Bribery and public corruption cases often make headlines. Local mayor indicted for accepting trips and cash from city contractor! Judge dismissed for soliciting campaign contributions in exchange for favors! Police officer under federal investigation for taking bribes from drug dealers! But what exactly is bribery, and what are the consequences if a person is charged with bribery?
Bribery of Public Officials
Bribery most often refers to bribery of public officials, the giving of money (or something else of value) in exchange for a public official acting in a way that benefits the defendant. All states have laws against bribing public officials in order to weed out public corruption. There are also federal laws against bribery. Traditionally, bribery was limited to judges who took money in exchange for ruling a certain way. Over time, bribery statutes have broadened. While in the past some states bribery laws only applied to public employees, nowadays, any public official – even one who serves as a volunteer – can usually be considered a public official for purposes of bribery.
Today, a person commits the crime of bribery by giving or offering a public official or public employee something of value in return for some official action (or in exchange for the public official not doing something he or she is legally obligated to do), benefitting the defendant. Most bribery laws target the giver of the bribe, but it is also illegal for a public official to accept or solicit anything of value in exchange for a particular action. The following are examples of bribery:
- making payments to a county officer’s re-election campaign in exchange for a county business contracts
- giving a health inspector money or alcohol to ignore a violation
- offering to reward a legislator with an all expenses paid vacation if the legislator votes a certain way, or
- a judge requesting a job for her child in exchange for ruling a particular way in an upcoming case.
More then half of the states also have laws against commercial (private) bribery. There is no federal law against commercial bribery. Private bribery works the same way, except that instead of bribing a public official, the bribe is given to a private businessperson or employee in order to induce a person to act a certain way in a commercial transaction. For example, if a vendor makes a cash payment to a purchasing officer in order to ensure that the vendor’s bid is chosen over other bids, that would be considered commercial bribery.
Bribery of Foreign Officials
As more companies do business overseas, bribery of foreign officials is an increasing problem.
For more information, see Bribery of Foreign Officials.
Generally, it is not a defense to bribery that the official did not actually have the power to act in the way the defendant desired. In some states, it is a defense to a charge of giving a bribe that the bribe recipient coerced or extorted the gift.

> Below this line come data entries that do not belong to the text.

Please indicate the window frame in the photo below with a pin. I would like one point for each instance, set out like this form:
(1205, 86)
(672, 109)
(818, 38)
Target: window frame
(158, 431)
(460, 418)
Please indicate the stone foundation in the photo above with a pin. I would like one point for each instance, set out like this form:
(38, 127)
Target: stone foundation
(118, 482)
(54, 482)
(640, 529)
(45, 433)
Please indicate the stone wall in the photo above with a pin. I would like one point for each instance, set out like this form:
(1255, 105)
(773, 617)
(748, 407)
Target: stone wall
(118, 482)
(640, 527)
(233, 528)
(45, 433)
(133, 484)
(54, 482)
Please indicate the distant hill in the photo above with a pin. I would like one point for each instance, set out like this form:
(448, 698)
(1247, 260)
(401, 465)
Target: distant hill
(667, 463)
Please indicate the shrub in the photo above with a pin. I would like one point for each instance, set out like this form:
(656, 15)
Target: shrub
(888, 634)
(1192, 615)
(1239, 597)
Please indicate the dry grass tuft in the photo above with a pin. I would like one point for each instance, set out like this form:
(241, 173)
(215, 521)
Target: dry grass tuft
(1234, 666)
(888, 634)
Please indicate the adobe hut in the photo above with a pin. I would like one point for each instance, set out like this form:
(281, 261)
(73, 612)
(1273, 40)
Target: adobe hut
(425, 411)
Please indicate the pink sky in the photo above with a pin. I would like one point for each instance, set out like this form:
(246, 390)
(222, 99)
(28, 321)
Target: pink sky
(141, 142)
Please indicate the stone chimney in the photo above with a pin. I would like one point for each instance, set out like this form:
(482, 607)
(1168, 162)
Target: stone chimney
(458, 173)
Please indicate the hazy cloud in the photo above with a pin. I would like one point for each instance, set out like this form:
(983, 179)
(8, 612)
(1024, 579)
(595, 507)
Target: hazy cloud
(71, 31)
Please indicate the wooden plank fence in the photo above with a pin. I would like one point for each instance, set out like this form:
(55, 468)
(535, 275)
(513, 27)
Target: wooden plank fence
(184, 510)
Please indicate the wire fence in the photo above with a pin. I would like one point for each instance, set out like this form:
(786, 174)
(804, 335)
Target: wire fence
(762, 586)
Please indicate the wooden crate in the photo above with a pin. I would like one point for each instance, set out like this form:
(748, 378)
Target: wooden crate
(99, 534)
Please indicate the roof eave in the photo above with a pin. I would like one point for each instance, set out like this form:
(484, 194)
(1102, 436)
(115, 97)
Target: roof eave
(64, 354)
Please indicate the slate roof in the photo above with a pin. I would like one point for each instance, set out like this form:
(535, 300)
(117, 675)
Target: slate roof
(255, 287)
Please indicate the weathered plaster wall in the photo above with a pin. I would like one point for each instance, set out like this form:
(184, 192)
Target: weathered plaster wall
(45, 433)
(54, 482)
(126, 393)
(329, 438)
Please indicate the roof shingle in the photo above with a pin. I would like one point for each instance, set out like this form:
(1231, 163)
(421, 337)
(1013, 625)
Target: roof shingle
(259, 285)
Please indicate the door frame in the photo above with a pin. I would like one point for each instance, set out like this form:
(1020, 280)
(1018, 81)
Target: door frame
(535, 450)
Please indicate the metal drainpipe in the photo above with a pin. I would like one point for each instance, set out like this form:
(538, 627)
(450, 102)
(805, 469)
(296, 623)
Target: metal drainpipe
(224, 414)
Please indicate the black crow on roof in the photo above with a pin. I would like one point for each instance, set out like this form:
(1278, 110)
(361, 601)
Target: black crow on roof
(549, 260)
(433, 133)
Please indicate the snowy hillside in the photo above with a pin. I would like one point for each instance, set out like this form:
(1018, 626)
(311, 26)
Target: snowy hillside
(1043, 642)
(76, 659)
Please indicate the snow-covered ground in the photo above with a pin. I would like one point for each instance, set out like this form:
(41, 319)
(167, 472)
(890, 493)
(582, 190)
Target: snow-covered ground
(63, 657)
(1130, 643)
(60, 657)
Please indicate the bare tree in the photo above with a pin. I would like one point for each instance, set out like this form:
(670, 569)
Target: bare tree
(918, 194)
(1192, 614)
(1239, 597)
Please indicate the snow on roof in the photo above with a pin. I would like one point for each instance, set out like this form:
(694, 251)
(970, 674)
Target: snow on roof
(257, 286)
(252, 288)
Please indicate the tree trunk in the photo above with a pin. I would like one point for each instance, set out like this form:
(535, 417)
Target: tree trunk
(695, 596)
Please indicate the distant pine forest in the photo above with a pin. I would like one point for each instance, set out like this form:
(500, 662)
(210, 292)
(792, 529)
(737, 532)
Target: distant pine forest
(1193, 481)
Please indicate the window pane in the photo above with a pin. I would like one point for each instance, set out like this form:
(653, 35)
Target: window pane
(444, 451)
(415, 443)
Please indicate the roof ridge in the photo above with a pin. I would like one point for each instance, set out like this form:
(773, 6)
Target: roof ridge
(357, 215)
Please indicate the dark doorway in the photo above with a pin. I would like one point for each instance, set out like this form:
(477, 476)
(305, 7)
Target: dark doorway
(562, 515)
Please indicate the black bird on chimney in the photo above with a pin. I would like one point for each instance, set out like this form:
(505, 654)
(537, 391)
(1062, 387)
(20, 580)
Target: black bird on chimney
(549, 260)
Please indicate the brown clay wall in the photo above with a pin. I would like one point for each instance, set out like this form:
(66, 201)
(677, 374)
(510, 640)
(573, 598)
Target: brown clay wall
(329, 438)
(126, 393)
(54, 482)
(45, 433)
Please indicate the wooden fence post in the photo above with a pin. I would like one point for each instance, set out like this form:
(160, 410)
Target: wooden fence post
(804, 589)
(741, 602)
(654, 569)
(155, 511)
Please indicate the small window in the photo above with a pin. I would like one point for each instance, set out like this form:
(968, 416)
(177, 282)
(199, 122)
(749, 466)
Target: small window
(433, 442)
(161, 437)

Criminal penalties. Bribery (both giving and receiving bribes) is usually a felony, punishable by a state prison term of one year or more. Commercial bribery often carries less severe penalties and may be a misdemeanor (in most states, misdemeanors are punishable by up to one year in county or local jail).
Other consequences. Public officials or employees who accept bribes may also be forced from office or from their jobs and may be ineligible to work for the government or serve in any elected or appointed position.
Obtaining Legal Assistance
If you are charged with bribery, you should talk to a criminal defense attorney who practices where you live. Bribery is usually a felony, and conviction can result in a state prison sentence. If you are a public official, you can also lose your job or position. An attorney can tell you what to expect in court and help you navigate the criminal justice system so that you can obtain the best possible outcome, such as a dismissal, favorable plea bargain, or lighter sentence than the maximum allowed.